In my mind, it’s perfect. It’s the most vivid nonsense phrase I’ve ever created. It can be anything: a fruity medly of electricity and groove, a futuristic dance move, a cyborg fungus from another dimension, or a weapon of mass flavoration. With minimal effort from the reader, a wide range of unique and badass imagery can be evoked from just two words. Next to my technicolor avatar, it generates an identity that is different from that of my name, yet is truer to my actual personality.

The response has been fabulous. I’ve gotten back in touch with a number of people who simply popped me a note to ask what the hell was up with the name.  It’s a great starting topic of conversation for people I haven’t seen in a long time (they always ask!).  It leaves me feeling more comfortable sharing more serious content on Facebook, as I know it’s counterbalanced by the absurdity of the name.
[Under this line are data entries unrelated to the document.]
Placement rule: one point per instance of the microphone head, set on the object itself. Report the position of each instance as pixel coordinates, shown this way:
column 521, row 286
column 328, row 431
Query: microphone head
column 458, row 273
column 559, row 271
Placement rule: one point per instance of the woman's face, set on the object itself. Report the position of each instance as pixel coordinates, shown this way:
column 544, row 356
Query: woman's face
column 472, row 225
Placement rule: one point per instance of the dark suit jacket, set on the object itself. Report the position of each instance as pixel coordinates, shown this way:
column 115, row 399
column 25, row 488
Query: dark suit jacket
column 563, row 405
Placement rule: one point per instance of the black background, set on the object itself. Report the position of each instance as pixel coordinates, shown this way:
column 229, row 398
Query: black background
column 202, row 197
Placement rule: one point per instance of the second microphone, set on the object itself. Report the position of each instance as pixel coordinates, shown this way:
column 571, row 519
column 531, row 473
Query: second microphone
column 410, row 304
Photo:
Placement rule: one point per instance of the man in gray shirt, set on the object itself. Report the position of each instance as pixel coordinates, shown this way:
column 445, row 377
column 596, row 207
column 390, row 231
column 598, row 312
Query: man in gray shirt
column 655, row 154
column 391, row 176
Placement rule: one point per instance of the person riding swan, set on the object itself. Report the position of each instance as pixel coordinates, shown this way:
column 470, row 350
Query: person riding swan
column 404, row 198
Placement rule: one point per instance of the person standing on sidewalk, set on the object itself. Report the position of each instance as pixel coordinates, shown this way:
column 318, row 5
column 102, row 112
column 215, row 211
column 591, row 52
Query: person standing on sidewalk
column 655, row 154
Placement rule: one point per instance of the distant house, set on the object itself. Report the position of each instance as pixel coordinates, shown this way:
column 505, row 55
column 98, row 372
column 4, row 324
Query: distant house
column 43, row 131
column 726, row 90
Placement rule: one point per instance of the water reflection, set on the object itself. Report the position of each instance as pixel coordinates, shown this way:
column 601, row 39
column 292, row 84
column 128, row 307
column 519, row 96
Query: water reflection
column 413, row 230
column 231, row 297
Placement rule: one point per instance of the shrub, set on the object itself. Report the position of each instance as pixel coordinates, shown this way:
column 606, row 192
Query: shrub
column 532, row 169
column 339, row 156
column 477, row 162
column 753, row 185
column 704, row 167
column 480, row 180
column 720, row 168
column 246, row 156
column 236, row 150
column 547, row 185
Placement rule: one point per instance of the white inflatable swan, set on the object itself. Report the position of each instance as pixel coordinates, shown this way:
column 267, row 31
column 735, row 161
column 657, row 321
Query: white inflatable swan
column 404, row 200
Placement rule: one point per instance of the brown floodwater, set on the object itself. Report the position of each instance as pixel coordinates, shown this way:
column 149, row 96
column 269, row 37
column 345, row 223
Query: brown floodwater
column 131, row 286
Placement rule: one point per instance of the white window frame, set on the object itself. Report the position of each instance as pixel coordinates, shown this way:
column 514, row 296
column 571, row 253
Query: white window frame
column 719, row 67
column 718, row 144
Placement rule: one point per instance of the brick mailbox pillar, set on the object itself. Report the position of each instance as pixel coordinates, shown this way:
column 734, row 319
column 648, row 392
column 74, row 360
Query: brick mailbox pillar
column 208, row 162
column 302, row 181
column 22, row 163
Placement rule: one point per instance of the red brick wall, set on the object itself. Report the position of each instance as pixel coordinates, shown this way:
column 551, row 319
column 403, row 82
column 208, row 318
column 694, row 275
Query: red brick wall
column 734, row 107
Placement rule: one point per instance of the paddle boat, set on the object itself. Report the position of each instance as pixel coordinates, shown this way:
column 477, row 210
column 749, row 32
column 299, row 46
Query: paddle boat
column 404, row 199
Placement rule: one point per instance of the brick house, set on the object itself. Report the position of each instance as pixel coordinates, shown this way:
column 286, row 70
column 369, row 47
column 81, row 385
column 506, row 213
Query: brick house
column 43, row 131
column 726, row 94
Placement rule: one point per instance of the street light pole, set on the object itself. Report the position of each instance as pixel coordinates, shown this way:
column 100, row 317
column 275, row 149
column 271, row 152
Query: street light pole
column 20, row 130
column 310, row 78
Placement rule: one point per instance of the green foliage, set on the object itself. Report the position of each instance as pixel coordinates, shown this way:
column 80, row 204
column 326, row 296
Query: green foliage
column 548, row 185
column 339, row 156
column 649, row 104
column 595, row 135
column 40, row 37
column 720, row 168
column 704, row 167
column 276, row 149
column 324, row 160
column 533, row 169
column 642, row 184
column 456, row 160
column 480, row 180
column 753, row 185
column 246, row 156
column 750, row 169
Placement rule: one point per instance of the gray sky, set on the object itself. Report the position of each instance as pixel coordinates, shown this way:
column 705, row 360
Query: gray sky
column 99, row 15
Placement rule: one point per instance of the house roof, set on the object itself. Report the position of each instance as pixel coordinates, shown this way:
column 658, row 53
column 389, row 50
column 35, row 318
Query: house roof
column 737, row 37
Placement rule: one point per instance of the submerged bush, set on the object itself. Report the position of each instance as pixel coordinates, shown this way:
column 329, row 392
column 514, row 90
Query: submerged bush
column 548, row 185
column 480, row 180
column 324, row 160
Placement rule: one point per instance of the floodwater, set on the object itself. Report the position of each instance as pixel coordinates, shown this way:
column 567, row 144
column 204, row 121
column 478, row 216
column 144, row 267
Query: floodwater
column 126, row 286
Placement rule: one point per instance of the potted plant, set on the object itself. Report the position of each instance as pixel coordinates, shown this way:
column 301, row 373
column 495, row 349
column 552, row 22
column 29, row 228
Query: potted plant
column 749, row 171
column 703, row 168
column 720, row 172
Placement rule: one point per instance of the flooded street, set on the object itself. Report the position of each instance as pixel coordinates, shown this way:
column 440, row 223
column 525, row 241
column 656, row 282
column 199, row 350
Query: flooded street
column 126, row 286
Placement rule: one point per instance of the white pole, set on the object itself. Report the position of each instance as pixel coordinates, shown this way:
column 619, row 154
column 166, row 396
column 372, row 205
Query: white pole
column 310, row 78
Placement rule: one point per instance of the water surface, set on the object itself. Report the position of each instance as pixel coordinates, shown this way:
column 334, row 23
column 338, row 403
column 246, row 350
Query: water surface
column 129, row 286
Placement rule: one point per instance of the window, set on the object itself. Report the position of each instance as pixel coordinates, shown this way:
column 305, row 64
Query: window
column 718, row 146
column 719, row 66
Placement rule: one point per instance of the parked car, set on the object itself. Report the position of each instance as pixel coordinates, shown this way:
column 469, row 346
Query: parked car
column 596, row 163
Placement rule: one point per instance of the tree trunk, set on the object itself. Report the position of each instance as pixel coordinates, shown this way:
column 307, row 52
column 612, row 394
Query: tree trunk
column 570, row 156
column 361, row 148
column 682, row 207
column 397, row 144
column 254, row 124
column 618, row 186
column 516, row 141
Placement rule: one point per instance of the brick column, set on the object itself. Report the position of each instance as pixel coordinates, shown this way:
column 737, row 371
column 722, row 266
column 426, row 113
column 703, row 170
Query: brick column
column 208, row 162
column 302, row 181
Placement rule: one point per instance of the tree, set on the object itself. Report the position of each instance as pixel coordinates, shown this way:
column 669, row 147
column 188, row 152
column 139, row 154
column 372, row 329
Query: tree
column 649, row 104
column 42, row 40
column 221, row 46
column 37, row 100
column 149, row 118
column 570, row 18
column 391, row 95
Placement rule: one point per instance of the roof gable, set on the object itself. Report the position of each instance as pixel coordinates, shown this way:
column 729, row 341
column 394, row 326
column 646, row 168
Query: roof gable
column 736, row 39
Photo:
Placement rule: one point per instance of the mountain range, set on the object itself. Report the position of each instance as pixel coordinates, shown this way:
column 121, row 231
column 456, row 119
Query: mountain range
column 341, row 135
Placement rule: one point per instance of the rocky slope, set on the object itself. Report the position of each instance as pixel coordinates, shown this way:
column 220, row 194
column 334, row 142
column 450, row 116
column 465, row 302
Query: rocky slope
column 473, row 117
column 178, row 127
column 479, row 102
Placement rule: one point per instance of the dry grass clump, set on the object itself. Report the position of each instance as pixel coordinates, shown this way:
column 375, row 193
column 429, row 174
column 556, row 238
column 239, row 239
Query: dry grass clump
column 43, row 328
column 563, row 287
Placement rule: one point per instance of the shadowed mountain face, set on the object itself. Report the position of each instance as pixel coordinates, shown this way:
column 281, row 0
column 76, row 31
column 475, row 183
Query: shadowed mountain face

Just as with video games, it seems to succeed at getting people to stop, even for just a split second, and ask themselves “What the fuck?”.  I say that’s a beautiful thing.

The funny thing is that I actually felt a fair degree of anxiety prior to changing it. I was genuinely worried what everyone would think. I haven’t the faintest notion why.

2 thoughts on “nomenclad”

  1. My point was more that it was silly to be worried about the people who would reject me because of a quirky pen name. I am well aware of the depth of my vanity and need for acceptance from my peers.